The Evidence Room, washed out in flat white, from photographs and documents to architectural models to a recreation of a gas-chamber door, means to be both exhibition and document, a clarifying view into what most, to no reasonable argument, would see as humanity at its most monstrous.
The Nazi extermination of six million Jews, almost a million of them at Auschwitz-Birkenau, the largest and most lethal of the German concentration camps, represents the apex of humanity’s capacity for inhumanity to its own. That much we know. The Evidence Room, with its precise attention to the mechanics of atrocity, means to offer a different view.
“One of the problems in learning about anything, really, is that the eye objectifies things,” said Robert Jan van Pelt, the installation’s creator. “That is why it all becomes white. We want you to touch, to think with your fingertips. We do not stress the visual here.”
While that’s not entirely the effect — ghostly images, whether drawings or photographs, have a powerful spectral presence; typewritten notes and architectural drawings from Nazi archives rendered in pale bas-relief take on the stony significance of ancient artifacts —
The Evidence Room is, indeed, a fresh perspective on a cataclysm whose historical presence is unmatched.
Birkenau, in its proportional array of buildings, is not the work of a monster but of Fritz Ertl, a master architect and a graduate of the Bauhaus school where he was a student of Modernism’s towering master, Mies van der Rohe. This is what
The Evidence Roomdoes, or at least mostly: it departs from rhetoric to examine its central tragedy as one of cold precision, professionally executed and designed to the last detail.

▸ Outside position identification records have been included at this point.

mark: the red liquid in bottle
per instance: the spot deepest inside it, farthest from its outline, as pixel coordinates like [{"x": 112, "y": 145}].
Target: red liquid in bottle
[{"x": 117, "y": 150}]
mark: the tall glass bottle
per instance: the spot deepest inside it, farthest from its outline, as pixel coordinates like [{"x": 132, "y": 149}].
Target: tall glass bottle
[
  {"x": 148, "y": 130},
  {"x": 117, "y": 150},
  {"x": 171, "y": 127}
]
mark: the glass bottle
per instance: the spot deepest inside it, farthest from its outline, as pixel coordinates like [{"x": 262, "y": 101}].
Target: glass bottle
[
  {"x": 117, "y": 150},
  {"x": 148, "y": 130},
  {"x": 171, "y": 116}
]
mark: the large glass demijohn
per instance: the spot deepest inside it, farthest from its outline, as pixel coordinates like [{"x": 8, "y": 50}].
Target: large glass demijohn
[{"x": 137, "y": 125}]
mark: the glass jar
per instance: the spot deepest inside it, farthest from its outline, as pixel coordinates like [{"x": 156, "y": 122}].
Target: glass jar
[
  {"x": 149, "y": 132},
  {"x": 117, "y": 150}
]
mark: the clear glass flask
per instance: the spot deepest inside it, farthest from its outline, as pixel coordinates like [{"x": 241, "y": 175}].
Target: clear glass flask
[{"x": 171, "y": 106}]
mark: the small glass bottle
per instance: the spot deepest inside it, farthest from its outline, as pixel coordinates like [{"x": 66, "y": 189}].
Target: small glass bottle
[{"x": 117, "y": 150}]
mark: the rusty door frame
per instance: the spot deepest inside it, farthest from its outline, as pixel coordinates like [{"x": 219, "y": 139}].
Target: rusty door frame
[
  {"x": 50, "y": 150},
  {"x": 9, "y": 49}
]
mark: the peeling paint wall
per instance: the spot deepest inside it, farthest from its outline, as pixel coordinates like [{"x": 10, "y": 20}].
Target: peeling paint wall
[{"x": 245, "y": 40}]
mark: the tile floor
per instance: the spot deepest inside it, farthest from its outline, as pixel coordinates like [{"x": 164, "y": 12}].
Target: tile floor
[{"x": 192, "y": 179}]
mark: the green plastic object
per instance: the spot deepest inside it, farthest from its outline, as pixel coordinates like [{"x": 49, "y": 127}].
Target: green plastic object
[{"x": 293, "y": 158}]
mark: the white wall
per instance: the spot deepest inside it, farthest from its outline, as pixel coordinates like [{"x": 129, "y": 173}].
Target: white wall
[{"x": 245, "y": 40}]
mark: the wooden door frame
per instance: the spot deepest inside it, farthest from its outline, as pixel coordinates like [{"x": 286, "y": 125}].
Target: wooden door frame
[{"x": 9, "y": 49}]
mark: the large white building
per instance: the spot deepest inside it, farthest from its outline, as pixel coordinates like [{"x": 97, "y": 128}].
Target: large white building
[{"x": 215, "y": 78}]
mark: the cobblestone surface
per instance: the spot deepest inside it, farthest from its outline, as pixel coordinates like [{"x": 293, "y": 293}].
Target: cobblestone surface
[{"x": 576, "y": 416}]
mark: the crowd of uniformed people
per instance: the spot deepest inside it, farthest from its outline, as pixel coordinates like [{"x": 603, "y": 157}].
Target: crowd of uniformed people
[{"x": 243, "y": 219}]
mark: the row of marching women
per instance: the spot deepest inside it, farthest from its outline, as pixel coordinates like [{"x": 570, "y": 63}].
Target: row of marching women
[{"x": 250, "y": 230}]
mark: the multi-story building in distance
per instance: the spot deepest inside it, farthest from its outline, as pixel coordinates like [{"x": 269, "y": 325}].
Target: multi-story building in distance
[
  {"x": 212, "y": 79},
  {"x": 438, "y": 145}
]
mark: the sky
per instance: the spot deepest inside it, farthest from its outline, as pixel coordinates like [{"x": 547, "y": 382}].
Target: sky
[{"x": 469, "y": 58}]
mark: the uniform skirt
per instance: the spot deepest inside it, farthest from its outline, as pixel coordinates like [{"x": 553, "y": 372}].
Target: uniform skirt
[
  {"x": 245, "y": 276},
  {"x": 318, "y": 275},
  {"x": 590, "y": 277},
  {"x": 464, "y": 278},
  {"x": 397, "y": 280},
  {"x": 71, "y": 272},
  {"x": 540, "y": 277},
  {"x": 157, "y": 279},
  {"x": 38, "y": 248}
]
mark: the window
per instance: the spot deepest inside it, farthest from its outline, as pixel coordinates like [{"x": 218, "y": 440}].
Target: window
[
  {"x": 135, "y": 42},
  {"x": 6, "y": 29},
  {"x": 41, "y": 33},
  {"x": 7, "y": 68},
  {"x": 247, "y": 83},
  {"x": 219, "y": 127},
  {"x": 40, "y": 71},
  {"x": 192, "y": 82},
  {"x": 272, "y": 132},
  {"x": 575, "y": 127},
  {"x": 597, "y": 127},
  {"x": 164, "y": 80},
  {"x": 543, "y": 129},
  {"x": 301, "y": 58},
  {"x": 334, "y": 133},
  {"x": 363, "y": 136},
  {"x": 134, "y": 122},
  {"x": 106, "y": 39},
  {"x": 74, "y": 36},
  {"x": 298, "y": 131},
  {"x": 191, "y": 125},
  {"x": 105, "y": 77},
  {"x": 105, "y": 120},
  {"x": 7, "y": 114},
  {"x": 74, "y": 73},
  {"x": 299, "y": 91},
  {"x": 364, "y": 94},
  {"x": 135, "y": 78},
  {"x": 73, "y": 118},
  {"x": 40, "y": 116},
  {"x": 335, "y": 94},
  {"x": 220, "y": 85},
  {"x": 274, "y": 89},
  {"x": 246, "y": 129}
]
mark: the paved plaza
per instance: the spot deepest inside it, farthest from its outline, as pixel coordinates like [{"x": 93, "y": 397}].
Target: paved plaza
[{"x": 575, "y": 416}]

For 30 years, van Pelt, an architectural historian at the University of Waterloo, has focused his research on that aspect of the place, separating emotion and story from the mechanics of fact. Nothing in this room is imagined or contrived: architectural models — of gas chambers, crematoria, barracks, train depots — are built from plans salvaged from the camp’s own architectural office. Images and documents are drawn from official archives.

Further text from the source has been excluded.